Trans-Endocytosis Of Intact Il-15r Alpha-Il-15 Complex From Presenting Cells Into Nk Cells Favors Signaling For Proliferation

Interleukin 15 (IL-15) is an essential cytokine for the survival and proliferation of natural killer (NK) cells. IL-15 activates signaling by the beta and common gamma(gamma(c)) chain heterodimer of the IL-2 receptor through trans-presentation by cells expressing IL-15 bound to the alpha chain of the IL-15 receptor (IL-15R alpha). We show here that membrane-associated IL-15R alpha-IL-15 complexes are transferred from presenting cells to NK cells through trans-endocytosis and contribute to the phosphorylation of ribosomal protein S6 and NK cell proliferation. NK cell interaction with soluble or surfacebound IL-15R alpha-IL-15 complex resulted in Stat5 phosphorylation and NK cell survival at a concentration or density of the complex much lower than required to stimulate S6 phosphorylation. Despite this efficient response, Stat5 phosphorylation was reduced after inhibition of metalloprotease-induced IL-15R alpha-IL-15 shedding from trans-presenting cells, whereas S6 phosphorylation was unaffected.
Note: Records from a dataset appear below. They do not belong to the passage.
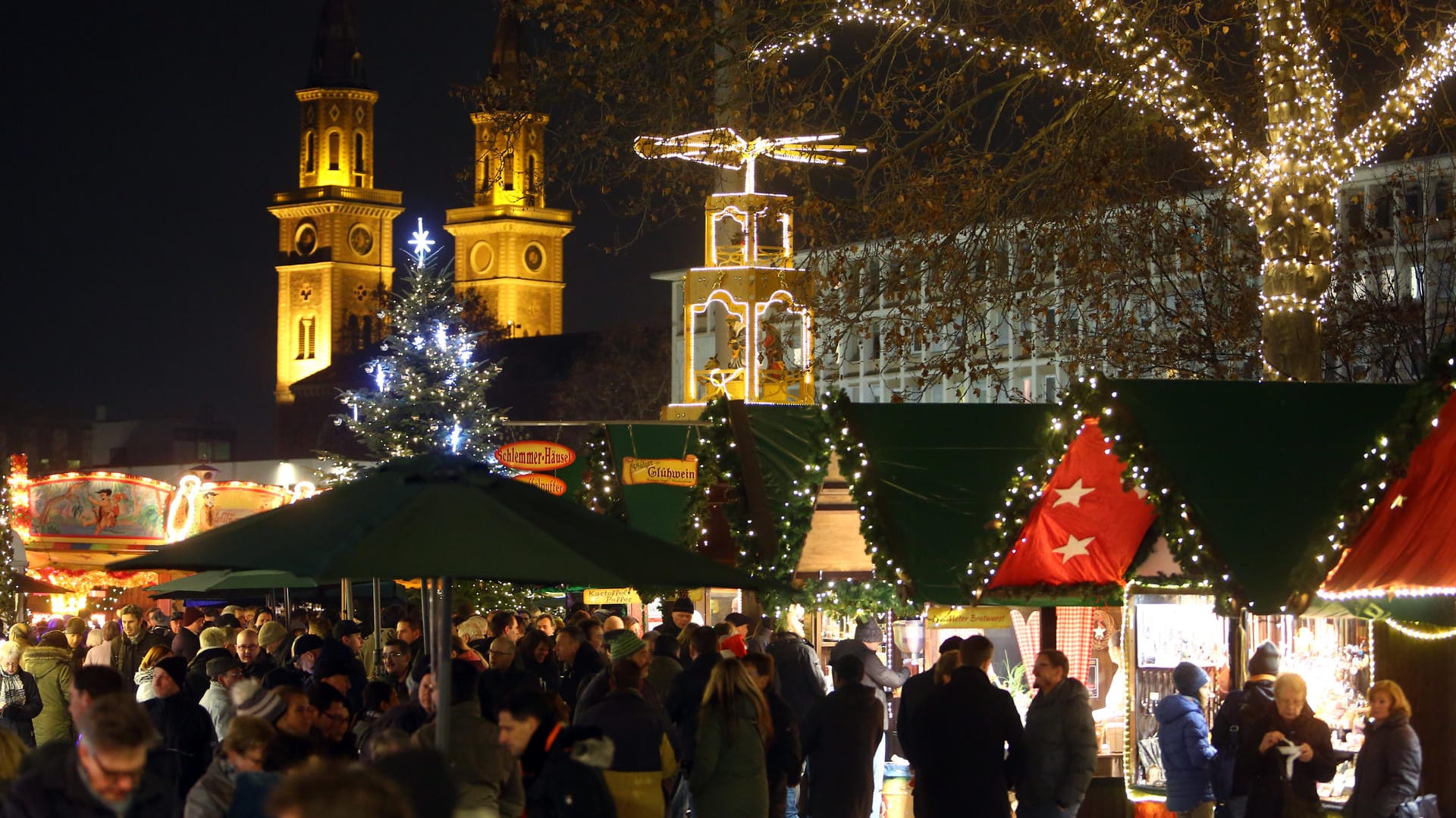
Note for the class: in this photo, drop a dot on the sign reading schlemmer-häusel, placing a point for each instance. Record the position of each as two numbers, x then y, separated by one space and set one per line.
638 471
535 456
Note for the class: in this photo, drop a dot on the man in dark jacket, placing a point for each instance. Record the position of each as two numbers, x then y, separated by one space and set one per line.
915 693
679 616
1231 779
797 672
642 759
215 647
579 663
561 767
840 740
865 647
965 743
105 775
1060 743
187 731
785 756
688 691
185 644
131 647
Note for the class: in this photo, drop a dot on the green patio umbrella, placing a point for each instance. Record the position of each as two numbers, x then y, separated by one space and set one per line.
444 517
437 516
207 582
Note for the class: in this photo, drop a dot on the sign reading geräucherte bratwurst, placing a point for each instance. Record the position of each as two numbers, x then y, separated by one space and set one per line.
544 482
535 456
667 472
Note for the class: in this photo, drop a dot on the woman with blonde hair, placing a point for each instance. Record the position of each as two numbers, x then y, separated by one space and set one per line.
147 669
1388 769
1288 751
730 776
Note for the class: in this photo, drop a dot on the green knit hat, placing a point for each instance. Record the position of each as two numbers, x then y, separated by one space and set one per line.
626 645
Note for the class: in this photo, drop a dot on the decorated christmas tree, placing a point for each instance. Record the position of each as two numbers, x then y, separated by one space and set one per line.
431 381
428 395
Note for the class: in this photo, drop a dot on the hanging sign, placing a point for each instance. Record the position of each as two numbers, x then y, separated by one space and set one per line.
610 597
667 472
544 482
982 618
535 456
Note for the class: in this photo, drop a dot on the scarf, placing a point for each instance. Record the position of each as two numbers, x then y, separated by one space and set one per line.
12 689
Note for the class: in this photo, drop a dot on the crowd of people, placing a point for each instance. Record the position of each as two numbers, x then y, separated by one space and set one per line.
240 712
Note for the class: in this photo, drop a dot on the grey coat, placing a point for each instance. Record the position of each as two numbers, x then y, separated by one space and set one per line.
1388 769
1060 748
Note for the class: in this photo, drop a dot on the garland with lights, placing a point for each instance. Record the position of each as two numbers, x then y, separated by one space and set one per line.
718 463
599 482
17 479
1382 462
893 590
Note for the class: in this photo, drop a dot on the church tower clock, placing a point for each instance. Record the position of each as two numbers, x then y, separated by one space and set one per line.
509 245
335 230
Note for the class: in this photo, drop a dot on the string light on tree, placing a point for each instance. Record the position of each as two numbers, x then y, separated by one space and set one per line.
1288 185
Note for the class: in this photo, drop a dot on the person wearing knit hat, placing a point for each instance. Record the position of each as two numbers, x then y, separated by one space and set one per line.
187 729
1239 709
625 647
253 699
1183 735
677 618
223 672
865 647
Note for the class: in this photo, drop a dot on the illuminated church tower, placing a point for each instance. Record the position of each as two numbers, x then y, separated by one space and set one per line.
509 245
335 232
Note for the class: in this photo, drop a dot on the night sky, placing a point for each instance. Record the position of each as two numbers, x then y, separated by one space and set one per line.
142 146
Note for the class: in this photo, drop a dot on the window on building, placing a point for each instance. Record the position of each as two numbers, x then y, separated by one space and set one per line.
360 166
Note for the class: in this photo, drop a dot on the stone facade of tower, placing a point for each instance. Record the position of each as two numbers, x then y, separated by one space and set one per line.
509 243
335 230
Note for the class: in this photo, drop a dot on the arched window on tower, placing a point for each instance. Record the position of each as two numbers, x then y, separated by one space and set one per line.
532 183
360 166
306 337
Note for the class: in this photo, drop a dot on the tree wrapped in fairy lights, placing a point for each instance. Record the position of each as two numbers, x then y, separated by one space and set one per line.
428 386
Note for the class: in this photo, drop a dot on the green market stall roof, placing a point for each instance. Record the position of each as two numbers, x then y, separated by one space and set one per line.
929 478
1250 475
1248 479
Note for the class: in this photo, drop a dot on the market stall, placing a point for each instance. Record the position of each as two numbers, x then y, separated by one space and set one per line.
1225 563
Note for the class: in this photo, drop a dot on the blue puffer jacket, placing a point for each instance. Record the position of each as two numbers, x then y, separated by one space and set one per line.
1183 735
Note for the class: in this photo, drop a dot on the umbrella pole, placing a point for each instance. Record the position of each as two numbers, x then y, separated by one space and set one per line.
379 626
441 666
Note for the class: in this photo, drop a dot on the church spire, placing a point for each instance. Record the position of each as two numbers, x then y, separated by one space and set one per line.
337 60
507 60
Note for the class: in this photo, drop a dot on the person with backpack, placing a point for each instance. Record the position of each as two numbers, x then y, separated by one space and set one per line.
1231 781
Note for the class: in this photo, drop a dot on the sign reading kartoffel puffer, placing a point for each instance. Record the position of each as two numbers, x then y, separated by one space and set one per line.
976 618
638 471
544 482
612 597
535 456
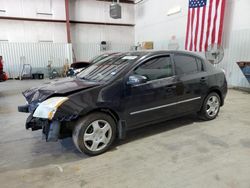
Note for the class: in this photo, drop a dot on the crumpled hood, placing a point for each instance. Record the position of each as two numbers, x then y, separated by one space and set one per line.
60 87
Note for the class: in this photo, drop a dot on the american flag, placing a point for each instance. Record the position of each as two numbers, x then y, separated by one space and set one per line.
204 24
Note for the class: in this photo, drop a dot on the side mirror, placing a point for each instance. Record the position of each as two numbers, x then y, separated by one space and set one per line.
136 79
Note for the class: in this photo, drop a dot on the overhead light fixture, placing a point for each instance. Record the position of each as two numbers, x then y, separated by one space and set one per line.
115 10
174 10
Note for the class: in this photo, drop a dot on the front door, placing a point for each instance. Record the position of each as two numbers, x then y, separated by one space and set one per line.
153 100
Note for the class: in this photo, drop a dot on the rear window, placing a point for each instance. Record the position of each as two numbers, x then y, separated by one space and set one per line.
185 64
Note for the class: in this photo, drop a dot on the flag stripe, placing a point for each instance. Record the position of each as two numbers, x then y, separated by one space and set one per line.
204 24
192 25
215 20
221 21
202 27
187 31
196 30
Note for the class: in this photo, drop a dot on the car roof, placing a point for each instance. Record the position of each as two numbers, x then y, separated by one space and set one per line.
149 53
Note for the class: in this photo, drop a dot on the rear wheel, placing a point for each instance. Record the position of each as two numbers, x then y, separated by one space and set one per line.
94 133
211 107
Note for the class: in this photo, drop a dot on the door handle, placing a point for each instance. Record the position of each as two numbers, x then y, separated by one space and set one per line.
203 79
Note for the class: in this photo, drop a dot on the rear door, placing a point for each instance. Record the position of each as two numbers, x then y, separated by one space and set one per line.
192 76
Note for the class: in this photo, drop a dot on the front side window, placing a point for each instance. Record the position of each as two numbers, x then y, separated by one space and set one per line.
155 68
185 64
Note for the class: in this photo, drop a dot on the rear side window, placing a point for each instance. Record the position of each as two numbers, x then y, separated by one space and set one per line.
156 68
185 64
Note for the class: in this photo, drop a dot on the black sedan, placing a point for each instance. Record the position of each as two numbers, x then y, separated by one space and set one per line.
124 92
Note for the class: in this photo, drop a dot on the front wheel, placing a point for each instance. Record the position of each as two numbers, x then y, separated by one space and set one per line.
94 133
211 107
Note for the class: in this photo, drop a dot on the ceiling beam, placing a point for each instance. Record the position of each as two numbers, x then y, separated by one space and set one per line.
121 1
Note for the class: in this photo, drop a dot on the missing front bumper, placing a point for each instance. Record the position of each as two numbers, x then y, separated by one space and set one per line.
50 129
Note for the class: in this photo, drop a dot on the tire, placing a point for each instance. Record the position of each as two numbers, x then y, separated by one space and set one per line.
94 133
210 107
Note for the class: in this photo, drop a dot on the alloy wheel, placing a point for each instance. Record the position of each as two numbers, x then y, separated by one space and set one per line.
97 135
213 104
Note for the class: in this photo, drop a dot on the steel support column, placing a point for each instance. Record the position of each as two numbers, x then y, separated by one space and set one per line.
67 20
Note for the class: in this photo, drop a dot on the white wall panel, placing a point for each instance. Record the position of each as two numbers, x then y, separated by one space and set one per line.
31 8
37 55
98 11
24 31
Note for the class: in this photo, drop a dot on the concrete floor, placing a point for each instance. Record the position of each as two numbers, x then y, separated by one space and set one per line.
180 153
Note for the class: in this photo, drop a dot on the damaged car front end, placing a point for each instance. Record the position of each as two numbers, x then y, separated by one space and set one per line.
50 108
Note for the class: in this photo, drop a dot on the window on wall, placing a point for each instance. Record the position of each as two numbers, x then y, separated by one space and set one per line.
44 7
156 68
185 64
2 7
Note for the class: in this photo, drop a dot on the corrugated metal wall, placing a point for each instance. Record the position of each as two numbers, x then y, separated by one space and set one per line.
86 51
238 49
38 55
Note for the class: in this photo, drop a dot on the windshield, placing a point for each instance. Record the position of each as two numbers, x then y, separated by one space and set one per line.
106 69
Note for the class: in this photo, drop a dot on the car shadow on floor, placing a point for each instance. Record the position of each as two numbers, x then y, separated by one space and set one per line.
64 151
Conversely, inhibition of trans-endocytosis by silencing of the small GTPase TC21 or expression of a dominant-negative TC21 reduced S6 phosphorylation but not StatS phosphorylation. Thus, trans-endocytosis of membrane-associated IL-15R alpha-IL-15 provides a mode of regulating NK cells that is not afforded to IL-2 and is distinct from activation by soluble IL-15. These results may explain the strict IL-15 dependence of NK cells and illustrate how the cellular compartment in which receptor-ligand interaction occurs can influence functional outcome.